Perjalanan pulang kami masih sama, melewati jalan berbatu dengan hutan-hutan di kiri dan kanan. Ternyata suasananya terasa indah saat terang. Demi cepat sampai di bawah, kami memutuskan untuk menembus hutan-hutan. Dan lagi-lagi saya bersyukur, karena hutan disana tidak ada monyet liar seperti di tempat perkemahan. Coba bayangkan jika di hutan juga ada monyet liar, mau lari kemana? Bersyukur itu indah, hehe. Dan satu hal yang perlu diketahui juga adalah, di daerah menuju Buper Sukamantri ini terdapat Villa milik Soeharto. Luas, megah, sayangnya tidak terawat. Tidak terasa, kami sudah sampai di bawah sekitar pukul 13.00, tepatnya di salah satu Masjid yang ada di sana. Jangan tanya mengapa waktu perjalanan pulang kami tidak berbeda dengan perjalanan saat berangkat, karena kami juga heran. Sambil beristirahat, kami memutuskan untuk sholat Dzuhur. Tidak berlama-lama, kami langsung kembali ke meeting point awal dengan menaiki taksi online. Perjalanan terasa begitu cepat dan melelahkan, namun mengesankan. Sekitar pukul 16.00 WIB kami tiba di meeting point awal. Setelah mengisi perut dan berbincang-bincang, kami berpisah dan kembali ke tempat tinggal masing-masing. Dan saya sampai rumah sekitar pukul 20.30 WIB. Melelahkan.

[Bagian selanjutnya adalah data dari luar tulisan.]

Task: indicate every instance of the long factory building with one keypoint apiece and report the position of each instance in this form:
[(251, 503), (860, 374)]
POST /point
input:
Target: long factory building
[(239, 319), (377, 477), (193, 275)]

Liburan singkat di Sukamantri terasa sangat menyenangkan dan penuh cerita. Banyak sekali hal-hal yang bisa kami jadikan pelajaran, terutama bagaimana cara survival ketika diserang monyet, hehe. Dan saya semakin bangga dan bersyukur pernah menjadi anak Pramuka, bahkan sampai sekarang saya tetap menganggap bahwa saya anak Pramuka. Walau sebenarnya keahlian tali temali saya tidak sejago teman saya saat Pramuka di MTs dulu, tetapi setidaknya ilmu yang diajarkan Pembina saya bisa bermanfaat sampai sekarang. Terima kasih Pak Maskur. Saya juga ingin berterima kasih kepada kedua orang tua saya dan orang tua teman-teman saya yang telah mengizinkan anaknya untuk camping ceria. Jika tidak, mungkin saja kaki saya atau teman saya sudah tetanus tergigit monyet, naudzubillah. Walaupun kita perempuan bukan berarti kita tidak bisa mandiri. Justru karena kita perempuan harusnya kita belajar mandiri dan berdikari. Tapi jangan sampai melupakan kodrat.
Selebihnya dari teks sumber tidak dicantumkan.